街道の直ぐ傍にある木陰で一息ついていた時だった。
「お若い旅人さん。お疲れかい?わたしの家はすぐそこなんだ。休憩していきなさい。ほら、いい匂いがしてきた。丁度パイが焼きあがったようだ」
ジョナスを見ると少し困り顔だ。ダレルが立ち上がり、ジョナスに何か耳打ちした。
「じゃあ、遠慮なくお邪魔します」
ダレルの声に僕たちは立ち上がり、ご厚意に甘えることにした。焼きたてのパイなんて久しぶり。
「何処へ行きなさる?」
「修行の旅ですので、行き先は無いのです」
声をかけてくれたのは初老の農父で、家では奥さんがお茶を淹れて、焼きたてのミートパイを出してくれた。

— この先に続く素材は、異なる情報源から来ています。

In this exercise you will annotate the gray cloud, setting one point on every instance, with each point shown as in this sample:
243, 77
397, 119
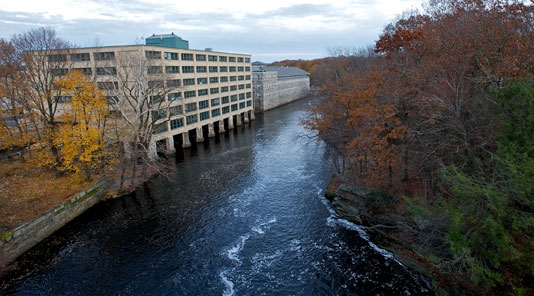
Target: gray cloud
304, 31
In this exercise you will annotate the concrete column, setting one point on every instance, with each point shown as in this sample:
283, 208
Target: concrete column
200, 135
211, 130
185, 140
221, 127
170, 145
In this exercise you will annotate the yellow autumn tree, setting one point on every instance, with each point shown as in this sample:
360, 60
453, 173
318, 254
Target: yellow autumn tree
81, 135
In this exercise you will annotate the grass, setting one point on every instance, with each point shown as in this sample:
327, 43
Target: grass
28, 192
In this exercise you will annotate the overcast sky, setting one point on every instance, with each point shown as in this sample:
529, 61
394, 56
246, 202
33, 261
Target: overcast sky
269, 30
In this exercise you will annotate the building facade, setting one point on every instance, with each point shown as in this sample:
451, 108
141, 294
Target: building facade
276, 86
193, 93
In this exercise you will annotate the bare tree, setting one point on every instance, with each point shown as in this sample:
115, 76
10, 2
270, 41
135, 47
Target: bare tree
44, 58
137, 88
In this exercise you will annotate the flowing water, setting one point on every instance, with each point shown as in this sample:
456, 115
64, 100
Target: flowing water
241, 214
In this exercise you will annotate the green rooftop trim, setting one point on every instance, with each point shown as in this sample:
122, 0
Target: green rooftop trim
167, 40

「それは、それは。若いうちに苦労するのは大切じゃからな。それにしてもお前さん、アレース殿下によお似ておられる。殿下より男前じゃ。なあミラ、そう思わんか?」
「あら、アレース殿下の方がよっぽどいい男だよ。あんたも頑張りなよ」
本人に向かって何を頑張れと言ってるのか?ジョナスは苦笑いだ。
それにしても、魔法のベールって凄い。これのお陰で身元がばれなくて良かった。二人はジョナスを見てあのパレードを思い出したようで、見に行ったんだと口々に言う。
「お前さんらは見たかい?」
「まあ、はい」
「いやぁ~.生きてる間に見られて本当に良かったよ。素晴らしかった。桟敷席に座りたかったけどわたしらが行った時はもう一杯でな、座れなかったんだ。その代わり近くで秘宝を出すのを見たよ。綺麗だったな」
僕たちの様子がそわそわとしているのにも気付かず、勇者を褒め称える。そんなに嬉しかったんだ。あの日は嵐のような一日だった。こんなに喜んでくれている人がいるということに改めて気が引き締まる。
「ところで、近頃作物はどうですか?」
「いや~、今年はダメだな」
「どうしたんですか?」
ジョナスが二人に聞くと、途端に顔が曇る。
「今までこんなことなかったんだ。雨が降らない。何年か前から、各地で大雨や日照りが続く年があってな。ここら辺は今年、雨がな…。幸い近くにある川が干上がることはないから、作柄は良くないが少しは採れたよ。元々肥沃な土地だからそれは問題なかったんだがな。水やりが大変だったんだよ。でも、勇者がいる限りこの国は安泰だ。来年はよくなるさ」
二人にお礼を言って、再び歩き出した。おじいさんと握手をした時、そっと右肘に触れた。
『ジュリ、おじいさんの肘は治ったの?』
『あっ、アシュにはわかっちゃったんだ…いけなかったかな?お礼のつもりだったんだけど…』
『いや、おじいさんは気付いてないみたいだったから良いんじゃない?自然に治ったと思うさ』
『パイ美味しかったね』
『ああ、テントじゃ凝った料理はできないからな』
『僕はアシュが作ってくれる料理が大好きだよ?いつもありがとう。僕ももうちょっと練習しようかな』
『本当?じゃあ、この旅が終わったらね』
『うん』
アシュリーの手を握り、深呼吸する。ポケットからギルバートが顔を覗かせた。
「ジュリアン、心が乱れてるぞ?ちょっとのことでいちいち惑わされるなよ」
「うん…ごめんね」
「アシュリー、何言ったんだよ?」
「な、何も言われてないよ?ね、アシュリー?」
「旅が終わったらって…」
「大丈夫だ。アルシャントのことはこれから考えよう。きっと上手くいくさ」
「うん…ごめんね。ありがとう」
何かのきっかけがあれば、ぐっと心に負担になる。今のは旅が終わるって言葉。アシュリーは旅が終わったその先も一緒だよって気持ちで言ってくれたけれど、不安な気持ちは直ぐに襲いかかる。そんな時はアシュリーに抱きしめてもらう。ローブの裾をチョンチョンと引っ張れば、何も言わなくても優しい腕に包まれて僕の気持ちは落ち着くのだ。